Durum böyleyken bu mesajı millileştirmeye veya etnikleştirmeye çalışmanın son derece yanlış olduğunu vurgulayan Ergün, şunları kaydetti: "Bunu Türkiye acı tecrübelerle yaşadı. Acı tecrübelerle yaşanmış bir şeyi tekrar bir başka versiyonuyla Kürtçeleştirmeye çalışmak, ezanı, bir inancın sembollerini, evrensel sembollerini etnik unsurlarla bezemeye çalışmak son derece yanlış bir girişim. Ama, aşırı milliyetçiliklerin olduğu dönemlerde bu tür bazı sapmalar meydana geliyor maalesef... Dünyanın başka yerlerinde de belki oldu. Bizde de şimdi aşırı milliyetçilik, Kürt milliyetçiliğinin aşırı versiyonlarından bir tanesi haline gelince (ezanı da Kürtçeleştirelim) noktasına geliyor bu evrensel mesaj."

Evrenselliklerle aşırı milliyetçilikler arasında her zaman bir çatışma, bir çelişki olduğunu, evrensel değerlerin aşırı milliyetçiliklerle barışmadığını dile getiren Ergün, ırkçılık boyutuna varmış milliyetçilikler açısından bakıldığında, ırkçılık boyutuna varan Kürt milliyetçiliğinde aslında "keşke İslam değil de Zerdüştlük olsa Kürtlerin dini" diye hesap edildiğini, çünkü o versiyona göre "İslam’ın Kürtleri Türkleştirdiğini" söyledi.

Türkiye’de de ırkçılık boyutundaki milliyetçilerden "Müslümanlık yerine keşke Şamanlık olsa" diye bakanlar olduğunu, bunun nedeninin de "Müslümanlık Türkleri Araplaştırmıştır" düşüncesi olduğunu ifade eden Ergün, şöyle konuştu: "Yani, bütün ırkçı anlayışların evrensel mesajlara karşı tepkileri var.
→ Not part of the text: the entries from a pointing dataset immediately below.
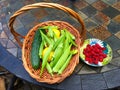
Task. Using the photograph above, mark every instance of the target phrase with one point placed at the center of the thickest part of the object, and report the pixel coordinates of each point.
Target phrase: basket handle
(17, 36)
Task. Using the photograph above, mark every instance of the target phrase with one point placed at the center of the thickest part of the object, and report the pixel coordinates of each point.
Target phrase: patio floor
(101, 17)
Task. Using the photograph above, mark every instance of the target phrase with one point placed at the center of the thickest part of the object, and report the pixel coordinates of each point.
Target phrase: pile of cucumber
(58, 53)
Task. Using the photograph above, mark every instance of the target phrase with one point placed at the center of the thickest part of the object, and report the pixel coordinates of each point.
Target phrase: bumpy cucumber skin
(35, 60)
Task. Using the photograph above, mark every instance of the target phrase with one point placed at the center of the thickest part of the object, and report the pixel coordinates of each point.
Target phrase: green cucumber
(35, 60)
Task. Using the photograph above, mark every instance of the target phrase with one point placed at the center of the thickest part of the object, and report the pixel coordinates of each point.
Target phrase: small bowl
(92, 42)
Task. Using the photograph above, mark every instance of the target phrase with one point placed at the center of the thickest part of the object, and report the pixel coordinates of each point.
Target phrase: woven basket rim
(61, 77)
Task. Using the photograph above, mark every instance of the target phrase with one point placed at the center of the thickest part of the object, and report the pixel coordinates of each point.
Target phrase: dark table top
(102, 20)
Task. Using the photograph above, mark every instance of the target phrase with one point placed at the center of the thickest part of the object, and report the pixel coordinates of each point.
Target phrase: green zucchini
(35, 60)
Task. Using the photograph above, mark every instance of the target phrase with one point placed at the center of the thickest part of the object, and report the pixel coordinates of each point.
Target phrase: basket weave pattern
(46, 77)
(27, 44)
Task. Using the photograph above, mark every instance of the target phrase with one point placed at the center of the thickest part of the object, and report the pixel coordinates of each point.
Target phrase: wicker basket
(26, 45)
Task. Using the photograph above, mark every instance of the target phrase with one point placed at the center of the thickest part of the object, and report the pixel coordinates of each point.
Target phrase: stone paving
(101, 17)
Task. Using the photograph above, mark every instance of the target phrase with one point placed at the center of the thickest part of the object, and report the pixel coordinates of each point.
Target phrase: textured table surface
(102, 20)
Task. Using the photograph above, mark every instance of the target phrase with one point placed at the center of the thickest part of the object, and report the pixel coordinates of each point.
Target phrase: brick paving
(101, 17)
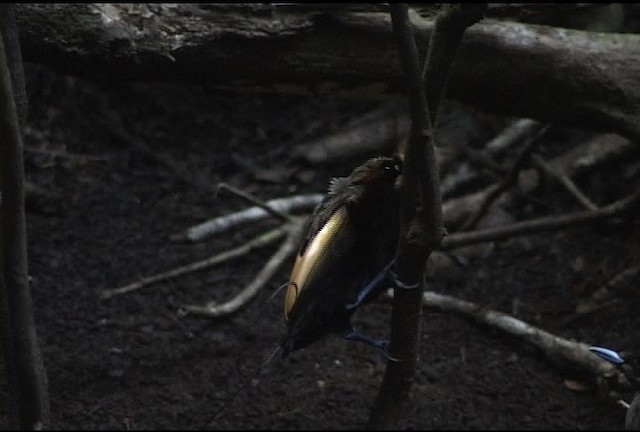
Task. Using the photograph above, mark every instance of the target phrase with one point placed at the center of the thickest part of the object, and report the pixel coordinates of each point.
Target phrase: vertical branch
(449, 27)
(421, 209)
(9, 31)
(26, 377)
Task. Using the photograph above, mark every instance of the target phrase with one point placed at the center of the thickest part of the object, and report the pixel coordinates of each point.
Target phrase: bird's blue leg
(378, 343)
(362, 295)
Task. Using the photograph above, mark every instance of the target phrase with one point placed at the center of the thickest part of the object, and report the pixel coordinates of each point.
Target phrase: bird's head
(382, 170)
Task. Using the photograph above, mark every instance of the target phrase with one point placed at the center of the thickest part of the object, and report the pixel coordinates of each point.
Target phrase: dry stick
(421, 208)
(601, 150)
(253, 200)
(541, 224)
(589, 75)
(66, 155)
(564, 181)
(28, 402)
(262, 240)
(251, 214)
(512, 135)
(508, 181)
(555, 347)
(288, 248)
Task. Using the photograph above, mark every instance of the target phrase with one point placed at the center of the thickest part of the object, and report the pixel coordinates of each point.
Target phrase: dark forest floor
(132, 363)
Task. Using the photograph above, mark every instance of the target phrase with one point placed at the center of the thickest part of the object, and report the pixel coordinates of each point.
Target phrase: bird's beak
(607, 354)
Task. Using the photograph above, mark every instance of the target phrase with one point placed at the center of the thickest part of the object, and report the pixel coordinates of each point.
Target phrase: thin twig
(512, 135)
(67, 155)
(555, 347)
(262, 240)
(251, 214)
(508, 181)
(541, 224)
(565, 181)
(253, 200)
(288, 248)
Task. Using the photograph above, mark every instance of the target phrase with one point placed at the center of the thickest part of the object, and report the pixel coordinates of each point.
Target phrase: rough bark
(506, 67)
(26, 377)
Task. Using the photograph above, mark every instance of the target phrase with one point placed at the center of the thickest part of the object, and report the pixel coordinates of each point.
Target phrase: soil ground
(132, 363)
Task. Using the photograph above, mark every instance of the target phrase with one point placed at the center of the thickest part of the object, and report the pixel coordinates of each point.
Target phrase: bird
(629, 364)
(346, 256)
(343, 262)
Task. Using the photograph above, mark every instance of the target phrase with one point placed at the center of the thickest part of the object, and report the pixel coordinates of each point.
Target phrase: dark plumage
(629, 364)
(345, 256)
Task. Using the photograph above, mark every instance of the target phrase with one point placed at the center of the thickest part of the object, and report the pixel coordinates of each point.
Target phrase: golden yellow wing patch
(315, 254)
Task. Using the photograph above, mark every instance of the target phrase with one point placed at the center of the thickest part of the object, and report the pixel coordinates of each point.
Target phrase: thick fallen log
(554, 75)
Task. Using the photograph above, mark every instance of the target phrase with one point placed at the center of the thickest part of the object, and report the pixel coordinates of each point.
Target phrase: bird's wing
(336, 198)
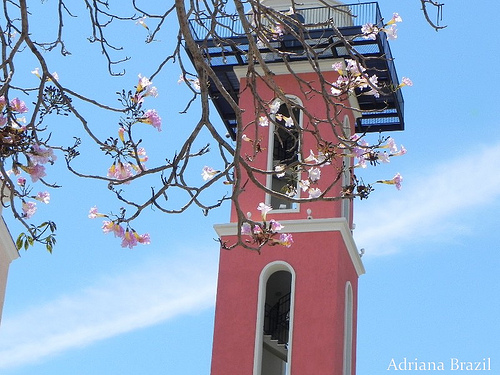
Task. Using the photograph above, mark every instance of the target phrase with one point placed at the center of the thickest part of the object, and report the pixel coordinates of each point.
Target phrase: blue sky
(431, 287)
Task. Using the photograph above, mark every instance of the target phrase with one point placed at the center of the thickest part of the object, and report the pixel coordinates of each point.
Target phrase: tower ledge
(310, 226)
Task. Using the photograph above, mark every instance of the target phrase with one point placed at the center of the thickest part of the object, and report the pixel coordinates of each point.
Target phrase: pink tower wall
(252, 195)
(322, 266)
(320, 260)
Evrensel mesajların kendi ırkçı anlayışlarıyla uyuşmadığını düşünerek ya daha eskiye dönmeyi arzu ederler ya da var olanı etnik unsurlarla dönüştürmeyi arzu ederler. Bunlar son derece yanlış girişimler, yanlış olduğunu da kendileri de görecektir. Çünkü toplumun hiçbir kesiminden bunlar karşılık bulmaz. Bu büyük bir sapma hareketidir. Bu sapmayı toplum iyi değerlendirecektir."

DİYANET-SEN: KAFATASÇILIK

Diyanet-Sen Doğu ve Güneydoğu Anadolu Şube Başkanları tarafından yapılan ortak açıklamada, evrensel bir çağrı olan ezanın Türkçe, Kürtçe veya herhangi bir dilde okunmasını istemenin kafatasçılıktan başka hiçbir şey olmadığı bildirdi.